Symlink to artifacts

Hi Dev team,

I'm having an issue where I would love to be able to operate on a symlink to a qiime2 Artifact rather than the artifact itself. My HPC is a tangled nightmare that hates me, and being able to symlink, rather than work on original files, would make the system slightly less hostile.

I assume the issue has to do with how paths are constructed but I don't understand enough of the architecture to address the problem. I know you're workin on a refactor, and wondered if maybe this could/should be part of it.

Best,
Justine

Hi @jwdebelius,

I work with Nextflow which creates symlink of qza needed at each step. What happens in your case?

Luca

@Oddant1, it seems like the artifact cache could be an alternative to symlinks here - do you agree? Is this content (work in progress!) the best source for docs on that right now?

Hi @llenzi and @gregcaporaso,

Thanks for the suggestions! I think describing my system might help. I'm working out of a seperate folder structure. So, I have two parallel directories:

raw_data/
    |_ study1
        |_ asv_table1.qza
        |_ req_seq1.qza
    |_ study2
        |_ asv_table2.qza
        |_ req_seq2.qza
    |_ ...

processed/
    |_ asv_tables/
    |_rep_seqs/
    |_ ...

I'd like to simlink from the "raw_data" file where I've done the per-study processing to the processed file so that the storage only lives in the raw data location, but when I (or someone else) looks for the artifact life, it apepars at the symlink location and behaves semi like a local file.

If I do a symlink

ln -s raw_data/study1/asv_table1.qza \
 processed/asv_tables/study1_asv_table.qza

And then try to merge the data, I get an error about how the file cant be read.

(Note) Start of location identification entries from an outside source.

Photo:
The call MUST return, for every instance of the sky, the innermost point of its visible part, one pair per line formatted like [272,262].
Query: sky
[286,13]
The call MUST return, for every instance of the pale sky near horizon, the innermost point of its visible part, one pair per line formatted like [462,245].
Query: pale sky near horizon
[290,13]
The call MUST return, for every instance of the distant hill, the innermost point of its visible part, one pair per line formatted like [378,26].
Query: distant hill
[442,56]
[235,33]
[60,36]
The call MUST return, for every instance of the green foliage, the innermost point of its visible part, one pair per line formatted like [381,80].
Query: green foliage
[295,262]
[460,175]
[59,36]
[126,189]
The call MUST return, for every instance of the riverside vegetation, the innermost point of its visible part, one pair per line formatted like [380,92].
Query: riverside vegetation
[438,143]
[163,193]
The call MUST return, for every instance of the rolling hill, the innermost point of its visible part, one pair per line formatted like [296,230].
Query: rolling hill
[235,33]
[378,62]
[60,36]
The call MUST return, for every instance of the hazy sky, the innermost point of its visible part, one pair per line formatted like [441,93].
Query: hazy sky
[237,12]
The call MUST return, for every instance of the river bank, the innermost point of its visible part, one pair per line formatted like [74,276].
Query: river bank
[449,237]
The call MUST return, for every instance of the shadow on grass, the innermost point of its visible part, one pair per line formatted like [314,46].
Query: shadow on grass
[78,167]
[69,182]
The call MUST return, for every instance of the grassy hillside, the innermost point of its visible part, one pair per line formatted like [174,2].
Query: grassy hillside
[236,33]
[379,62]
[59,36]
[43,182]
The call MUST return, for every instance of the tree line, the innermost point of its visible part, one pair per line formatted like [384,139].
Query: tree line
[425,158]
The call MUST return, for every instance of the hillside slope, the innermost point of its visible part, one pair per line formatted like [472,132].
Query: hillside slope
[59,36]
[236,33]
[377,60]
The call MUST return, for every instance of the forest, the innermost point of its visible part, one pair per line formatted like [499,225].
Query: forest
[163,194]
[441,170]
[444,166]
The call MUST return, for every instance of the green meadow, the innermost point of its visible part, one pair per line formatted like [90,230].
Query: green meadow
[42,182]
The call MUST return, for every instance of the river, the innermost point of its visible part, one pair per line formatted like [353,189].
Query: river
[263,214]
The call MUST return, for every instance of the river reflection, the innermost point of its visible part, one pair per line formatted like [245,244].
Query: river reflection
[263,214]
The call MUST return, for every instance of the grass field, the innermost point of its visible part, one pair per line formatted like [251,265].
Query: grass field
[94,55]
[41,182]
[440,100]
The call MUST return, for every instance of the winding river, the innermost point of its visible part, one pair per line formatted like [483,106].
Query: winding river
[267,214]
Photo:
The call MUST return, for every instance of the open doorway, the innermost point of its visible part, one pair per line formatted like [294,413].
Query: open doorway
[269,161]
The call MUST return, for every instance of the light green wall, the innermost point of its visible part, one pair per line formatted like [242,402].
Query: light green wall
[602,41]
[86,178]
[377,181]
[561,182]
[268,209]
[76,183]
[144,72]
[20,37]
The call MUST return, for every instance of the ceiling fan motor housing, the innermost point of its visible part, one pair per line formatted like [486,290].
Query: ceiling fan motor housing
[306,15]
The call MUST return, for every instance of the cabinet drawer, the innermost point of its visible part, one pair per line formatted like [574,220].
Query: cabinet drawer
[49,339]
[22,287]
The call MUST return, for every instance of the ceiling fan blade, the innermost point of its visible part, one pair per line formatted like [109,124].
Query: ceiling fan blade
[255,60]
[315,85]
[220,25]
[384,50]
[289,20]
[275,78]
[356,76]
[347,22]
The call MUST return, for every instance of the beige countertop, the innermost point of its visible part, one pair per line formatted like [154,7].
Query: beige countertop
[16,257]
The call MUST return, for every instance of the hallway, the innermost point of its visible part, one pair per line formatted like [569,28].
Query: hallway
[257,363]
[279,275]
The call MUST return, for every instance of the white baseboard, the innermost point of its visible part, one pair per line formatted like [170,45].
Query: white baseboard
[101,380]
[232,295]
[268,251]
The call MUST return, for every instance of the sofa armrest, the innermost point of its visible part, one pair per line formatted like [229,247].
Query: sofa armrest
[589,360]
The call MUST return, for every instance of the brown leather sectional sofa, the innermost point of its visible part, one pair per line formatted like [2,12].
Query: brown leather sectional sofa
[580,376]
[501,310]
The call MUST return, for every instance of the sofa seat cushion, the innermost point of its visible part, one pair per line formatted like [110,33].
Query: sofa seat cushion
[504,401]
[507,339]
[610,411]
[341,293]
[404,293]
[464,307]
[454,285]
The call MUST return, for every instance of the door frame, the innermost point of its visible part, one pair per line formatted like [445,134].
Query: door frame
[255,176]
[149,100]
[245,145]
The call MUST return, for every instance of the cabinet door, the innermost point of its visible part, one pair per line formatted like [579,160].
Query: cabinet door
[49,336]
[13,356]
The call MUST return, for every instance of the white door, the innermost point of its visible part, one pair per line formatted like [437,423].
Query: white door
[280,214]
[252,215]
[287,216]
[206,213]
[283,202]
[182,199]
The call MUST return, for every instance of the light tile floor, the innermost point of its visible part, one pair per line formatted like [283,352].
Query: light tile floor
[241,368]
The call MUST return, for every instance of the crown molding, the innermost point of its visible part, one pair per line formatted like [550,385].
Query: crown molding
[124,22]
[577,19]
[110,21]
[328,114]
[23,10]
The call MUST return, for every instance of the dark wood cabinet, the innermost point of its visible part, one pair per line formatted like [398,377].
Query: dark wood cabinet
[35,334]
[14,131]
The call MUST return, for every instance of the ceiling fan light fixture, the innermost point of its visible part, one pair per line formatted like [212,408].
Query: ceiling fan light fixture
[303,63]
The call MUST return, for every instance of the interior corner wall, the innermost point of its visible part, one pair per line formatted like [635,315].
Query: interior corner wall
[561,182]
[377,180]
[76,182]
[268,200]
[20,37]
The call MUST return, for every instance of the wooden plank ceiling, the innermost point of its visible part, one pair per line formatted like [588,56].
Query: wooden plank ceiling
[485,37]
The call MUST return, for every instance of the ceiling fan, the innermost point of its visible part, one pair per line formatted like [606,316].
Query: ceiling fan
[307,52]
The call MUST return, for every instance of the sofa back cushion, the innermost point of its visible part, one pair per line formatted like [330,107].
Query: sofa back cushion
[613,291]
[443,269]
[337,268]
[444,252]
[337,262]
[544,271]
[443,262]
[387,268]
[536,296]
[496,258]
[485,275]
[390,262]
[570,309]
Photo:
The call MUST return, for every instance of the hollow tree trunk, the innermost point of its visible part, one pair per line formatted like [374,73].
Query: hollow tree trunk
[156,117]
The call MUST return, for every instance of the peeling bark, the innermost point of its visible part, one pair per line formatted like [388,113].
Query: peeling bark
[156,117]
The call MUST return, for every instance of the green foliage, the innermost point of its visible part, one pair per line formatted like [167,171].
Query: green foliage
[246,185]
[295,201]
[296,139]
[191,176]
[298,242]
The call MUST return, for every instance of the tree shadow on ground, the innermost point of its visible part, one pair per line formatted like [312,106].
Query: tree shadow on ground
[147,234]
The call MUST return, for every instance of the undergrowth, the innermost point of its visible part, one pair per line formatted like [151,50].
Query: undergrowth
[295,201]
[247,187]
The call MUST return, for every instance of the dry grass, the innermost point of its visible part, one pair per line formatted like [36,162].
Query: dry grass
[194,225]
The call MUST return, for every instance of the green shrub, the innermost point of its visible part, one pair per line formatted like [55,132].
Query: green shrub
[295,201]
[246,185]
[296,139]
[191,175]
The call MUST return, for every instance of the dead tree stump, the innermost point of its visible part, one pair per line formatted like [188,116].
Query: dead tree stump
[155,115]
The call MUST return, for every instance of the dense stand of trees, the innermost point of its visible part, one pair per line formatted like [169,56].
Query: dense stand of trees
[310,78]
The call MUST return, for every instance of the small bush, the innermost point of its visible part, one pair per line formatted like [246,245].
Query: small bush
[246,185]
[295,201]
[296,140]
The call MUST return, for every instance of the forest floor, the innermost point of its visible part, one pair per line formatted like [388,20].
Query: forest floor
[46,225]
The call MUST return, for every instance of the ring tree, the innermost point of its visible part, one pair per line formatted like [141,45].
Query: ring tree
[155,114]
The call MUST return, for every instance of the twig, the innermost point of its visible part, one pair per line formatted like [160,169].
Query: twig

My current solution has been to just copy the artifact, which semi works for my 16S data, but we're currently under storage constrains and even having two copies of the same feature table is considered a problem.

While I like the idea of caching @gregcaporaso, I think its parallel but maybe not the same as my issue. I have heavy storage constraints, but have been told CPU hours are essentially free. So, reading/writing to disk is less of an issue for me, and the bigger issue is having the path read to the right location. Maybe caching might let be navigate this, but I'd need some hand holding to understand how.

Thanks,
Justine

@gregcaporaso. @ebolyen and I discussed the possibility of having cache keys symlink off to data that is somewhere else entirely as opposed to needing to be in the cache's data directory. Iirc we discussed potentially doing something similar to what is discussed here in implementing that, but that is not currently how the cache functions.

@jwdebelius I don't think the cache does what you want it to do at this time, but there has been discussion on making what you want happen both in and outside the context of a cache. At this point we don't have a timeline for it.

What the cache would allow you to do is basically specify some portion of your HPC's filesystem (generally you would want to specify a portion that is accessible to the entire HPC) for QIIME 2 to store all of the data it would usually just throw in your temp directory. You can also have QIIME 2 put outputs directly into the cache or pull inputs out of the cache. The cache stores artifacts in an unzipped form. This uses up more space which sounds like the opposite of what you want right now.

1 Like

Thanks for the input @Oddant1 and for the additional detail @jwdebelius.

@jwdebelius, two thoughts. First, I've had issues in the past when symlinking with relative paths, like in your example command. Have you tried symlinking with absolute paths instead?

Second, if you're having trouble linking to the artifacts themselves, could you symlink to the containing directory? I do that all the time and haven't had any QIIME 2 related issues with that. For example, adapted from your command above:

ln -s \
 /absolute/path/to/raw_data/study1/ \
 /absolute/path/to/processed/asv_tables/